MB: After getting back to Mrs. Saam and letting her know that we are going forward with the dress down day, Mr. Ziegler got a hold of me, saying he’d love to help me coordinate these efforts, and we really wanted to get students involved, but we weren’t sure how. We reached out to different clubs, new clubs were able to take on the fundraising for students right now, student council, DECA, EXEL, and Interact, [some of the clubs that assisted], so we just decided to do [the fundraising] school wide, with any student volunteering was asked to report to Mr. Ziegler’s room, with [him] taking on the coordination of students.

Mrs. Brennan was not the only one who was fundraising for hurricane relief. Alongside the coordination between Mrs. Brennan and other faculty members, students of Naugatuck High School assisted in fundraising by creating products and spreading the word about the hurricane relief fundraiser.

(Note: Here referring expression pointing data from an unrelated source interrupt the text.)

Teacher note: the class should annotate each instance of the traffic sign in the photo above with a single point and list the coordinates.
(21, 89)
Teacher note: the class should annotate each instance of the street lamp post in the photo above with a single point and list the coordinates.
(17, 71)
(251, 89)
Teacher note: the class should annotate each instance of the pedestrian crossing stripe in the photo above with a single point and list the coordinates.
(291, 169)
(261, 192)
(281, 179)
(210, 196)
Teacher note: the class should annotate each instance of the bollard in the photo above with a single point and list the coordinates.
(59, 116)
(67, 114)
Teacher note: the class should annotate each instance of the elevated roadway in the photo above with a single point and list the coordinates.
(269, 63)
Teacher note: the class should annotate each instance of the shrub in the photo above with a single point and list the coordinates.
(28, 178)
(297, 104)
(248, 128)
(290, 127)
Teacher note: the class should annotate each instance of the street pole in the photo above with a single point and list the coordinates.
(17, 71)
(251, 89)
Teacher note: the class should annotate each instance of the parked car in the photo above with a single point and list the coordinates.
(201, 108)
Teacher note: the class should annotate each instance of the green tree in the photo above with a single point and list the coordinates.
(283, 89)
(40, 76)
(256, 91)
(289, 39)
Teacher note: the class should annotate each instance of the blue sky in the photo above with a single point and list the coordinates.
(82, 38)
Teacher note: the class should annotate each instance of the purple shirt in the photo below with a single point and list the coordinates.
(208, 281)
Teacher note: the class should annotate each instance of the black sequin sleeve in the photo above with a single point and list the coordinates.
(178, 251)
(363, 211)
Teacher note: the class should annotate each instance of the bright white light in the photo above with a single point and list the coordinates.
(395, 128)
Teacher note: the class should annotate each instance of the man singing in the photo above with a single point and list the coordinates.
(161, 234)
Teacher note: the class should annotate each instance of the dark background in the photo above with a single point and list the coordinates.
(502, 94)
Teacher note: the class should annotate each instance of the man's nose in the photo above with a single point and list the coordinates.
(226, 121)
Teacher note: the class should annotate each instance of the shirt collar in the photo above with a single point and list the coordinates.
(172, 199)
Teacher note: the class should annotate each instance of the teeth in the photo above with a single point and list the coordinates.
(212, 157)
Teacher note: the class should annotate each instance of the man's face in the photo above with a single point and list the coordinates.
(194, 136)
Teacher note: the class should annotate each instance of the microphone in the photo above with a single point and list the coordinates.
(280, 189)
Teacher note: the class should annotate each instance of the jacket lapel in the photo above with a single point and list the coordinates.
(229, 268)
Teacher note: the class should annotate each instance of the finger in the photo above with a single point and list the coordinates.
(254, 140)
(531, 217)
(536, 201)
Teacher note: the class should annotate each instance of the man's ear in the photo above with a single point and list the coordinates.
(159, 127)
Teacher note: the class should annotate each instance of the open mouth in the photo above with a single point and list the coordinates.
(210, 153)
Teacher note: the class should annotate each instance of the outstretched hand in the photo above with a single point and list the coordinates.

MB: Students are creating bracelets, that have the metal circle, and our school colors, [the students] are selling them for one dollar, and because Mr. Ziegler had the materials donated, the entire dollar goes to hurricane relief. [Specifically] the CAS. So we have the bracelets for sale for one dollar, and then we have the Puerto Rican flag pins on sale for one dollar. Mr. Ziegler also got those donated by a company that he uses to create buttons throughout the year, so 100% of the profits for the sale of these goes to hurricane relief as well, so he has been tremendous [help], [I] was so excited [that] he’d be helping, and he and the students who have been working have been tremendous, their making the bracelets, their selling the bracelets everyday in the cafeteria, they had a dance party the other day. [The students] are walking around to different parts of the school, where students are, letting them know about the sale, letting them know about the ways to support hurricane relief.

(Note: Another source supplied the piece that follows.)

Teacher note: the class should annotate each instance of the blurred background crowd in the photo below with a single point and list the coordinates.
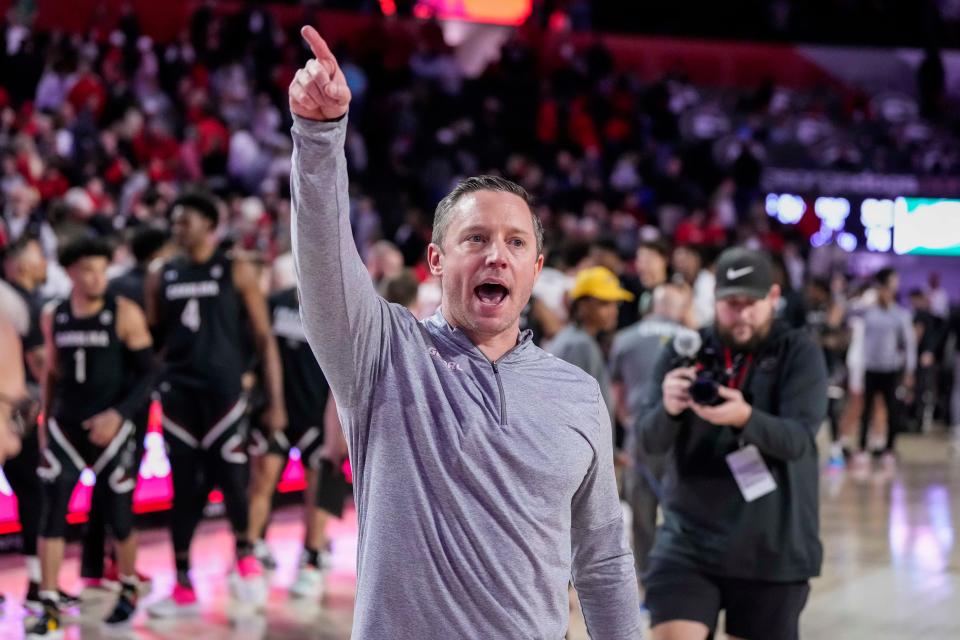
(649, 178)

VC: What would you want to say to students or other people who know about this opportunity but are still on the fence about supporting the relief?

MB: We were talking about how the news covered things and then not, but the need still being there. If anybody wanted more information they could google the CAS, they could google Brother’s Brother, that’s where I started because it’s important to know where your dollars are going, and where your efforts and time and money are going, so they could google CAS, they could google Brother’s Brother. A couple of students asked me if the money was going to the Red Cross, with the Red Cross in the news lately, with the Red Cross being unable to articulate how much of their collection of dollars goes to hurricane relief, and doesn’t go to administrative costs, and other things like that. Students were hesitant to give to the Red Cross. I could understand that, students wanted to know where their money was going to, so I would just encourage anybody to find out more. They could come talk to me about it, or they could do their own footwork.

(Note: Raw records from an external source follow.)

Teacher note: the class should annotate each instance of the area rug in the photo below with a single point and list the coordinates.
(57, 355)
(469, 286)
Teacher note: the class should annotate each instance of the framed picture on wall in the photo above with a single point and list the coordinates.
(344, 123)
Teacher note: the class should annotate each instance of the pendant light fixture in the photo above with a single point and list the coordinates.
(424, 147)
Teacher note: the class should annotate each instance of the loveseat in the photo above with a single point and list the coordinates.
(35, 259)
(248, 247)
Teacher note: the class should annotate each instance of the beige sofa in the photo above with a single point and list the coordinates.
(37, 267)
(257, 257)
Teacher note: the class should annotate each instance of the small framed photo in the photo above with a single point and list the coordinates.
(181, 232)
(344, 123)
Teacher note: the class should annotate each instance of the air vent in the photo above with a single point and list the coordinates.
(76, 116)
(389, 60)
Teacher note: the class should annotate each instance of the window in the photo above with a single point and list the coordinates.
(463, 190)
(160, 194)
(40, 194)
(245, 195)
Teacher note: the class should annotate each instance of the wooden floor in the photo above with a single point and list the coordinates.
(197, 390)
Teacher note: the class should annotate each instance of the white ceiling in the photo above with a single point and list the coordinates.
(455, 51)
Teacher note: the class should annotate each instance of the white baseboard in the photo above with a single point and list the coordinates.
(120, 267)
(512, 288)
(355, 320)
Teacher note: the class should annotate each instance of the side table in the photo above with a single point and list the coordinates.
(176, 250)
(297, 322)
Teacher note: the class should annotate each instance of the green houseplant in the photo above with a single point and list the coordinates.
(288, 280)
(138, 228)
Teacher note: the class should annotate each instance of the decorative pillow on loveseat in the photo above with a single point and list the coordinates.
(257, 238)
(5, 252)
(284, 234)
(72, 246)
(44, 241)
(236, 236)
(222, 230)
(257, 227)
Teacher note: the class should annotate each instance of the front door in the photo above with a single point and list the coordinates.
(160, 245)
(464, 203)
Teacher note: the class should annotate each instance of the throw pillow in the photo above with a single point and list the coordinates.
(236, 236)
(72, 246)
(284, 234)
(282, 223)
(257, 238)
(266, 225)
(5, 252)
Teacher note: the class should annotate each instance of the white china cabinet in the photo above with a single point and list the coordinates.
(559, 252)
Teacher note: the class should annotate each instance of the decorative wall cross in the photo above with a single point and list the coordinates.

MB: We have a huge  student body here [in Naugatuck High School] and a lot of people with family and friends all over the country, and a lot of students with family and friends in Puerto Rico, even if they are not immediately affected  by it, with family and friends I think are realizing how devastating, and how much of a recovery it is going to be, and how that is going to take money, and that is going to take time and coordination. I know that there are groups like the Teamsters are sending truck drivers down [to Texas and Florida], all of them volunteers, that other humanitarian [groups as well], the Red Cross are sending volunteers, the Red Cross is providing first aid relief, we have hospitals in Puerto Rico that are operating with no electricity, with no running water, and they just got rain over the weekend too, so some areas of Puerto Rico are flooded again. People are still displaced, people are still have a great need , people are going hungry, and hopefully dollars can change that.